Gordon Brown is "appalled" by violence in Gaza and has urged an immediate ceasefire as Israeli air strikes continue, a spokesman said.
In a statement issued by Downing Street Mr Brown also said there could be "no military solution to this situation".
Israeli officials have vowed to continue attacks on Hamas as the UN calls for an immediate ceasefire.
Hamas says 312 Palestinians have died. The UN says 56 civilians are dead. Two Israelis have been killed by rockets.
Gaza's interior ministry and more sites linked to the militant group Hamas have been hit in a third day of strikes.
Loss of life
The UN says about 100 rockets or mortars have been fired into Israel following the attacks which began on Saturday.
They came less than a week after the expiry of a six-month-long ceasefire deal with Hamas - the militant movement which controls Gaza.
A statement issued by Downing Street said: "We are appalled by the continuing violence in Gaza and reiterate our call to Israel and Hamas for an immediate ceasefire to prevent further loss of innocent life."
It said Gordon Brown had held talks earlier with Israeli PM Ehud Olmert and Palestinian Authority President Mahmoud Abbas - whose Fatah party controls the West Bank but not the Gaza Strip.
Mr Brown had pressed for "full, unimpeded and urgent access for medical teams: A humanitarian breathing space," it said.
"There is no military solution to this situation," it added.
"We must redouble the international effort to ensure that both Israel and Palestine have the land, rights and security to live in peace."
Earlier Foreign Secretary David Miliband warned of a "very dark moment" in the Middle East peace process as Israel continued air strikes on Gaza.
He told BBC Radio 4's Today programme that he was concerned about the impact on the chances for achieving a peace agreement and the danger the raids would radicalise more people.
"This is very dangerous and a very dark moment," he said.
Foreign Secretary David Miliband calls for an "immediate ceasefire"
"We are now paying a terrible price for the slow and faltering pace of negotiations not just over the last year, probably not just over the last 15 years - and it is the fundamental need for a comprehensive settlement that is the only way to resolve this in the interests of the Palestinians or the Israelis."
The authority of Palestinian Authority president Mahmoud Abbas had to be reinforced, he added.
For the Conservatives, William Hague warned there was little leverage Britain could exert over the immediate situation in Gaza.

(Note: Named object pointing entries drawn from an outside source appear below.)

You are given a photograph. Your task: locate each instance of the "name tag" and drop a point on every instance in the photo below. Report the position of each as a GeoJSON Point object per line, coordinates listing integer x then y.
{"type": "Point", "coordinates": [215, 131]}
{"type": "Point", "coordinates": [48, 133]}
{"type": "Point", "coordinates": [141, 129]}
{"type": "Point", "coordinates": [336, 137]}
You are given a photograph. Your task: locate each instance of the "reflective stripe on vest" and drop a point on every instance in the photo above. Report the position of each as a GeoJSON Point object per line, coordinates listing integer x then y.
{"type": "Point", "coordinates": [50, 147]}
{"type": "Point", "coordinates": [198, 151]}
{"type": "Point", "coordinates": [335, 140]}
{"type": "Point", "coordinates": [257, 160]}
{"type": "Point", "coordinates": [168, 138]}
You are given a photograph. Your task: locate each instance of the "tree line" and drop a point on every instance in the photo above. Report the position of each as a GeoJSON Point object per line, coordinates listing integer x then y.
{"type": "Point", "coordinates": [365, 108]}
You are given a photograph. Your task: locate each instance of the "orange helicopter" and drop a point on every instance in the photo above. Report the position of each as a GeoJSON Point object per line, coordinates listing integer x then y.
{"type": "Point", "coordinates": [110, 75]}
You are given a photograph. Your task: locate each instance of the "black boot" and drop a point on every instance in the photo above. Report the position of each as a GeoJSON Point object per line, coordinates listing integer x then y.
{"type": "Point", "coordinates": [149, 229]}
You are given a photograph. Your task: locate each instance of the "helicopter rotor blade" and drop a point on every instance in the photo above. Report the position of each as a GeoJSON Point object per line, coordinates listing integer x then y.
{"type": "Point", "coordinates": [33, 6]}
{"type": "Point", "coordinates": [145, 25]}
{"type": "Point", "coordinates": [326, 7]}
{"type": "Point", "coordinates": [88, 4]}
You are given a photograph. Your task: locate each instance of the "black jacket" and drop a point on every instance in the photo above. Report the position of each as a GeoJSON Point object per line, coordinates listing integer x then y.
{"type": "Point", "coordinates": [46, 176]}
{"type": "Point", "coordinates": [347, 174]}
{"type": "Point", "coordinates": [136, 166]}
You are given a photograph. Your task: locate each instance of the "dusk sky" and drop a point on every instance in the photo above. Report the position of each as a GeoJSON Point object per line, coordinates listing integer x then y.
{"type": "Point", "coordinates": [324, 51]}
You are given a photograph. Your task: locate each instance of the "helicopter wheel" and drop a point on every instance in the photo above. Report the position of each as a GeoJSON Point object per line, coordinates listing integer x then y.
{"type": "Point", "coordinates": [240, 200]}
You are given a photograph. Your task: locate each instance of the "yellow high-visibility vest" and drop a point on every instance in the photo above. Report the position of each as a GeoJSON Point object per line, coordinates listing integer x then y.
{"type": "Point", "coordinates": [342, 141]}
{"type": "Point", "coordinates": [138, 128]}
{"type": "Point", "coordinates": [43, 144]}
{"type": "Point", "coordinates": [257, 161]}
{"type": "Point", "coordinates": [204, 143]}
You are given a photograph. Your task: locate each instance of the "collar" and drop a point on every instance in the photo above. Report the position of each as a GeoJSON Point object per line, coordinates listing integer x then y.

He told BBC Radio 4's World at One: "It is quite right for the UN Security Council to call for a ceasefire and an end to hostilities and we should all support that, but that does of course require both sides to cease hostilities.
"The evident reason for Israel's onslaught on Gaza in recent days has been the very large number of rocket attacks launched by Hamas into Israeli territory. That's a difficult thing to resolve."
But Ed Davey, for the Liberal Democrats, said: "The Israeli reaction is utterly disproportionate.
"From the standpoint of ordinary people in Gaza this is a full-scale attack, which is leaving women and children dead and thousands of innocent people suffering.
"The rocket attacks by Hamas are totally unacceptable, but Israel ought to have learnt from its attack on Lebanon which only served to strengthen the cause of extremism."
Israel says the aim of the strikes is to stop rockets and missiles being launched on the southern part of Israel.
Palestinian chief negotiator Saeb Erekat called for an immediate end to Israeli attacks, telling the BBC: "At the end of the day you don't solve such problems with military means and such large-scale attacks."
But Israel's deputy ambassador in London, Talya Lador-Fresher said security institutions and Hamas had been targeted and most casualties were "people in uniform, Hamas operatives that were busy trying to launch rockets and doing terror attacks against Israeli citizens".